Álvaro Asensio Sagastizábal
Después de haber celebrado las fiestas de la Stma. Trinidad, el Corpus Christi y el Sagrado Corazón, que tienen una resonancia fuertemente pascual, recuperamos los domingos del tiempo ordinario con la celebración de la Pascua semanal. En este año estamos siguiendo el evangelio de San Mateo y nos encontramos con uno de los textos más significativos en la constitución de la Iglesia.
Jesús se nos revela hoy como la misericordia de Dios: al ver a las muchedumbres, se compadecía de ellas, porque estaban extenuadas y abandonadas, “como ovejas que no tienen pastor”. Podríamos decir que a Jesús se lo conmovían las entrañas. Nos revela el ser profundo de Dios que es un Dios misericordioso que nos colma de ternura.
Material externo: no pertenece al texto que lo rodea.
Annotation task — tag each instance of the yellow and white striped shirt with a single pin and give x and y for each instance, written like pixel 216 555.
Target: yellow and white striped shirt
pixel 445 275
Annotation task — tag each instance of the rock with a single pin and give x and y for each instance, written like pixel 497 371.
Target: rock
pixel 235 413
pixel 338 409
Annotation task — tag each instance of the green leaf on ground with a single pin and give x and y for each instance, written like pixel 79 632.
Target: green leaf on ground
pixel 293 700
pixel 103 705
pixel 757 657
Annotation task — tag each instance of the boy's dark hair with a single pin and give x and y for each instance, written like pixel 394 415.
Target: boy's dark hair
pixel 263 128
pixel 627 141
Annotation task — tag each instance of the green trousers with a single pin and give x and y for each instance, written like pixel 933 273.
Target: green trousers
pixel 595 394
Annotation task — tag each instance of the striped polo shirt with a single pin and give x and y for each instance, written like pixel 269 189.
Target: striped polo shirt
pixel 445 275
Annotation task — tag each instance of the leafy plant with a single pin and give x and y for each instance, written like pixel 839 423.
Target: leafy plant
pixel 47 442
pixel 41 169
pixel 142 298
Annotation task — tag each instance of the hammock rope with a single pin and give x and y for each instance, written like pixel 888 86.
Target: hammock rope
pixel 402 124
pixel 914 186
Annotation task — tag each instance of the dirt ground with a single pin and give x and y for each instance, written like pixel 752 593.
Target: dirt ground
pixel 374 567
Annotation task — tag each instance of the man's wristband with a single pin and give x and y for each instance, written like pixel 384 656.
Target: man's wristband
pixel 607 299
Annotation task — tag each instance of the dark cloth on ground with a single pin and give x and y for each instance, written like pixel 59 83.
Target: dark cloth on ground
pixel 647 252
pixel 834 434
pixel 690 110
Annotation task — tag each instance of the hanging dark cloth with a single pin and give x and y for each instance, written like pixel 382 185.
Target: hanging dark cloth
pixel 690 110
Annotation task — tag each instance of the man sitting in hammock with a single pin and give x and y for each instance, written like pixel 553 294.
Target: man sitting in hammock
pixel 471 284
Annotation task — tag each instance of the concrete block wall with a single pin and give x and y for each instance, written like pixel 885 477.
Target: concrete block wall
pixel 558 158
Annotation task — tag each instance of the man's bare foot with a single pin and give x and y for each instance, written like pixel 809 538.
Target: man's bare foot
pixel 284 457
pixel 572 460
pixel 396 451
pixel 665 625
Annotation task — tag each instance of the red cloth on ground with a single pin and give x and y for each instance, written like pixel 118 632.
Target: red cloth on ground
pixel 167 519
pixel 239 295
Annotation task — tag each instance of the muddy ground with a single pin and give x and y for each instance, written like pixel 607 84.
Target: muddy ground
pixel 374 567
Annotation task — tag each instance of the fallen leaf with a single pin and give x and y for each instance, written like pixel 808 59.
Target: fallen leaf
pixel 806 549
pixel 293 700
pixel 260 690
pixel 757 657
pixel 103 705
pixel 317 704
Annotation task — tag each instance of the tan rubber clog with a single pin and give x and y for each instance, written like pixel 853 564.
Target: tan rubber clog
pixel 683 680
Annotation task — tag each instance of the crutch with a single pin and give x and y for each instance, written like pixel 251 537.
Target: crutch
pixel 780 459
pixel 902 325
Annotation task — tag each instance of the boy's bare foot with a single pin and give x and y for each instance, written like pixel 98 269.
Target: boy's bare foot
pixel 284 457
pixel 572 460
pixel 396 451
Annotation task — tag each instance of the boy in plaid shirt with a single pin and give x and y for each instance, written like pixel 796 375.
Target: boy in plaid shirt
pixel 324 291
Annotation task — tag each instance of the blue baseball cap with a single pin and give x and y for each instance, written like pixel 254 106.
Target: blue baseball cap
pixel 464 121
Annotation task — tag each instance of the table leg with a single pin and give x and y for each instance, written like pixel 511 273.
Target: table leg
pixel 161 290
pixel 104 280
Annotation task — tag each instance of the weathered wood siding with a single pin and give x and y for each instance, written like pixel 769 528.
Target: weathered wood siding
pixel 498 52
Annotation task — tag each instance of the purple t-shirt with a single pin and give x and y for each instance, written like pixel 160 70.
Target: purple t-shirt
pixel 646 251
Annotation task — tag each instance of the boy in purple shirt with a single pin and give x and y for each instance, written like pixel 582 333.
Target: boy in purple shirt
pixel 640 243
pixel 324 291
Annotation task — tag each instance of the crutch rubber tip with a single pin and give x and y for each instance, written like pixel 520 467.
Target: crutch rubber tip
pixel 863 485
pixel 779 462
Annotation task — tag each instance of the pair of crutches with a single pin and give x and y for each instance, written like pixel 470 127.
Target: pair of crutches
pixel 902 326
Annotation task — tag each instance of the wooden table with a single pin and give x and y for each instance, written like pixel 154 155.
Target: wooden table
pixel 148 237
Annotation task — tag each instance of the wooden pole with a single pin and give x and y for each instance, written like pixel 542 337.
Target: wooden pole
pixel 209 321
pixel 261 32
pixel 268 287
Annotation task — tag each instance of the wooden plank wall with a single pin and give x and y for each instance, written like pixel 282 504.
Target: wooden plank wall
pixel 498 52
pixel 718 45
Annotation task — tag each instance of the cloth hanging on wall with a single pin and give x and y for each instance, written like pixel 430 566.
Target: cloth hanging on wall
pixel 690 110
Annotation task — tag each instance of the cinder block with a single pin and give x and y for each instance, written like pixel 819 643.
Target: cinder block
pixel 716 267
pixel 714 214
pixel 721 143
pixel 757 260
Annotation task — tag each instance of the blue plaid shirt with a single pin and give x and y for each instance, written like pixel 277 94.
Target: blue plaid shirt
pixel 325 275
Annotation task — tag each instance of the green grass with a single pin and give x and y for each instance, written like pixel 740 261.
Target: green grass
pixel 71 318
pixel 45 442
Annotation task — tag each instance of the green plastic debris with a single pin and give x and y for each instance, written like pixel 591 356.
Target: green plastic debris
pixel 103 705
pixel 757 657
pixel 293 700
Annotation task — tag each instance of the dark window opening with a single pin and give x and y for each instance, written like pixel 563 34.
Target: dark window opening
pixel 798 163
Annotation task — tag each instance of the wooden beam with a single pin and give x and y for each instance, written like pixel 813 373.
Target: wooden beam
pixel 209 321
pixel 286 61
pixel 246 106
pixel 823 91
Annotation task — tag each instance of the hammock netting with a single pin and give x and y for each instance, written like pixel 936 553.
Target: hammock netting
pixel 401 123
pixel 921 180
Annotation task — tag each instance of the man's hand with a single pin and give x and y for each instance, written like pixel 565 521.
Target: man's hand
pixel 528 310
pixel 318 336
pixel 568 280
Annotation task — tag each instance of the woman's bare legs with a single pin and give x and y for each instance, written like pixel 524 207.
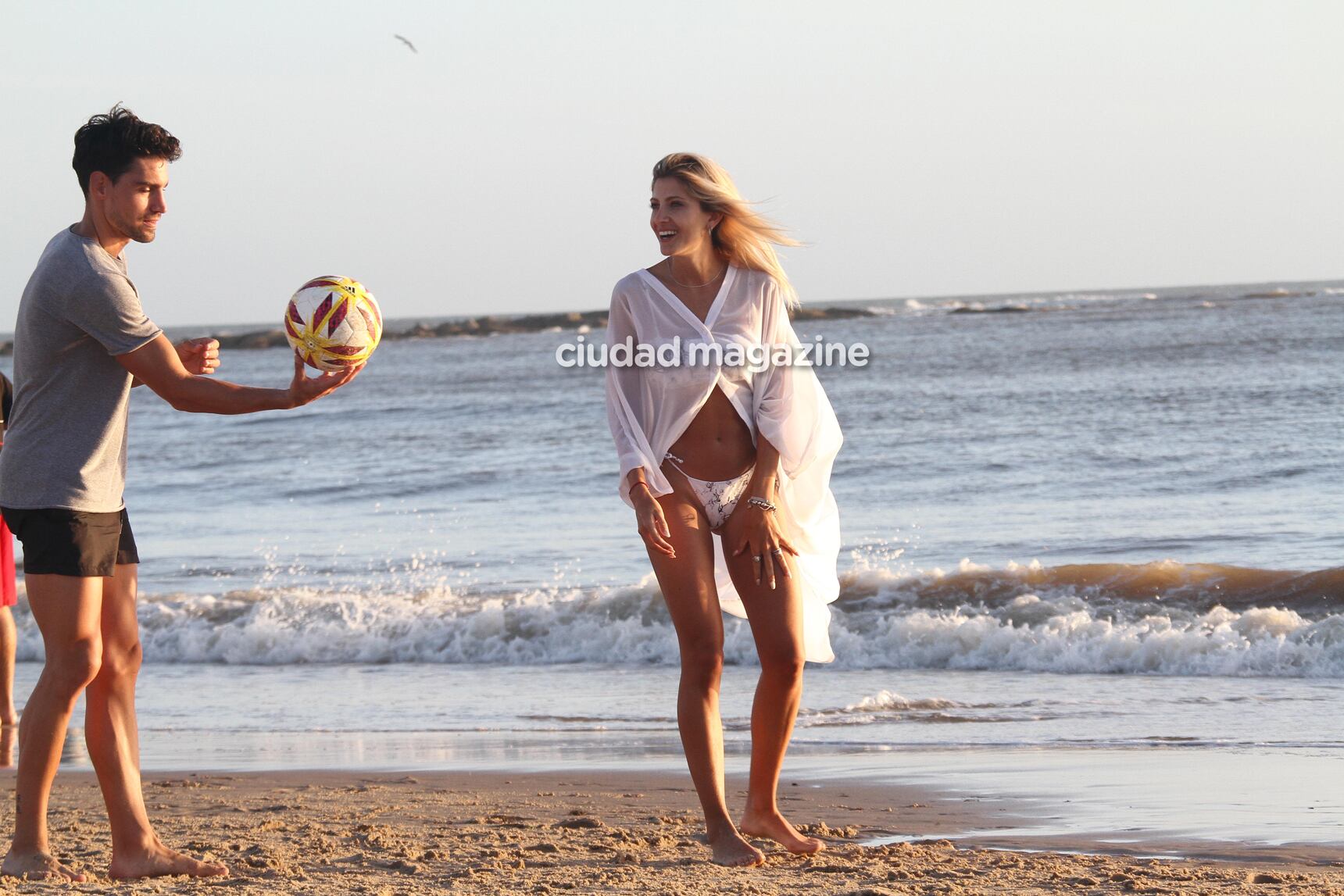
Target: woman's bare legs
pixel 687 582
pixel 776 617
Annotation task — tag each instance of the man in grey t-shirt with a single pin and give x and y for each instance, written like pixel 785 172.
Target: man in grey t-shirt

Por otro lado descubrimos hoy a un Jesús que asocia a su misión a los doce y les transmite, por decirlo así, los mismos poderes que adornan su ministerio: la enseñanza, id y proclamad que ha llegado el Reino de Dios, y la sanación, curad enfermos, resucitad muertos, limpiad leprosos, arrojad demonios. En cierto modo les está diciendo: habéis recibido la misericordia, dadla gratis.
En el evangelio podemos ver esta intención de Jesús de fundar su Iglesia, una Iglesia para los hombres, que continua haciendo la obra de Jesús. La compasión de Jesús no se para en su tiempo concreto ni tampoco en el plano de los meros sentimientos. Jesús actúa, Jesús obra, Jesús sana…
La liturgia de este domingo nos une, de una manera intencionada, al Jesús, que siente compasión, con el Jesús que llama a los Doce y les da poder para curar. La Iglesia que es apostólica continúa en la acción de los sacramentos y en el ejercicio de la caridad la misión de Jesús.
Queridos hermanos, recibir hoy esta palabra nos hace preguntarnos por nuestro ser cristiano. Un cristiano es aquel que ha experimentado en su vida el amor misericordioso de Dios, que ha acogido la alegre noticia del evangelio y, por él, ha sido curado y perdonado. No tengamos miedo, hermanos, en experimentar la debilidad en nuestra vida, si eso nos lleva a apoyarnos en Jesús y gustar de su compasión.
Vamos terminando, pero no quiero pasar por este texto del evangelio de hoy sin compartir con vosotros una última reflexión. Saquemos de este evangelio una consecuencia práctica para ser más Iglesia: Sintamos la Iglesia como nuestra. No miremos sólo los errores e incoherencias de los hombres y mujeres de la Iglesia, sino ocupémonos del trabajo por el Reino. Sintamos hermanos compasión, también nosotros, por las multitudes cansadas y agobiadas que encontramos en nuestras ciudades y pueblos.
La Eucaristía, Sacramento de caridad, sea nuestro sustento en el acercarnos el hermano que sufre así como nos manifieste cómo debe ser nuestro acercamiento: esto es mi cuerpo entregado por vosotros.